Now that you have all backend services up and running it's time to connect your Tessel to those services. There is already a finished application in the tessel folder, that you can use.
Open a terminal/command window and make sure you have a connection to your Tessel by running:
> tessel blink
Press Ctrl-C when you have seen enough blinking LEDs. Change directory to the provided tessel folder:
> cd tessel
If you are not currently in the lab directory you have to change directory first. There is a small configuration change you'll need to do in the file. Open the file: weatherdevice.js locally on your computer and find the following rows:
// REPLACE yournamegoeshere WITH THE NAME OF YOUR AZURE MOBILE SERVICE
// WARNING: THIS IS NOT NECESSARY THE SAME NAME AS YOUR STORAGE ACCOUNT
var apiUrl = "https://yournamegoeshere.azure-mobile.net/api/weatherconfig";
Replace the part of the URL with the name of your Mobile Service name. Save the file and execute the following command:
> tessel run weatherdevice.js
Your Tessel will now:
- Connect to your Mobile Service to retrieve configuration and a Signed Access Signature. Your Tessel will signal this phase with the green LED.
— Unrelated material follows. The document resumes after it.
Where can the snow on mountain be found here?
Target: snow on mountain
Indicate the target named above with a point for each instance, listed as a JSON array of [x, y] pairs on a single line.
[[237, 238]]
- With the provided configuration, the Tessel will now use Azure Storage and the configured table. After collecting weather logs (simulated in this lab), the Tessel directly calls Azure Table Storage and adds a row for the current measurement. This phase is signaled by the blue LED.
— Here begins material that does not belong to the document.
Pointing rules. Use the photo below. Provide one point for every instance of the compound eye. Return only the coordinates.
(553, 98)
- After a delay, the Tessel will do one of two things: Collect more weather logs or ask for new configuration settings. Remember that the Signed Access Signature is valid for a longer time, so the Tessel can write several logs against Azure Tables before a new SAS is needed.
Open a new terminal/console window and change directory to the tool folder. Remember the tool used to create and insert sample data into the Azure Table. Use that same tool to watch incoming logs from your Tessel by running:
> node wt read
Be aware: you have to set the Environment Variables: AZURE_STORAGE_ACCOUNT and AZURE_STORAGE_ACCESS_KEY to the name of your storage account and the access key to that storage account respectively again in a new terminal/console window
Expirement with the server side code as well as the Tessel code and make sure you understand the flow.
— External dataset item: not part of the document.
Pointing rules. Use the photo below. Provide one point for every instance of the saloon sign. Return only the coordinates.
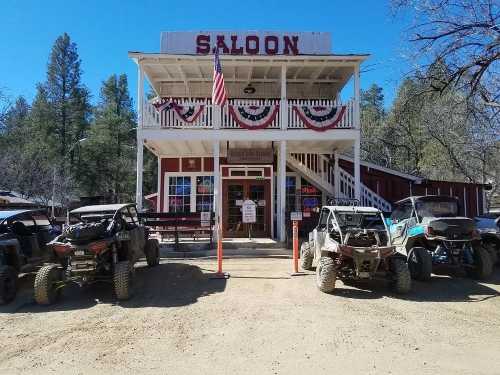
(246, 43)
- Use several Tessel devices and have them connect to the same Mobile Service. Update the code on the server side so that each of the connecting Tessel devices gets a different storage account to connect to.
- Implement a solution where you can ban specific Tessel Devices if they get too aggressive with uploading data.
- Implement a service that returns the average temperature per device and day
You have:
- Created an Azure Storage Account and Table
- Created a service, hosted on Azure Mobile Services, that provides configuration and authentication to the Tessel.
- Create a program on your Tessel that retrieves the configuration from the service and directly connects to Azure Table Storage to write data
By accessing Azure Tables directly we offload very much of the traffic that otherwise would have gone through your own custom API. We’ve also shown that with the correct keys, Azure Table Storage can be an optimal solution to your ever growing storage needs for structured data.
Go ahead and play around with the solution. Tweak it, extend it, use it in a bigger context. Have fun!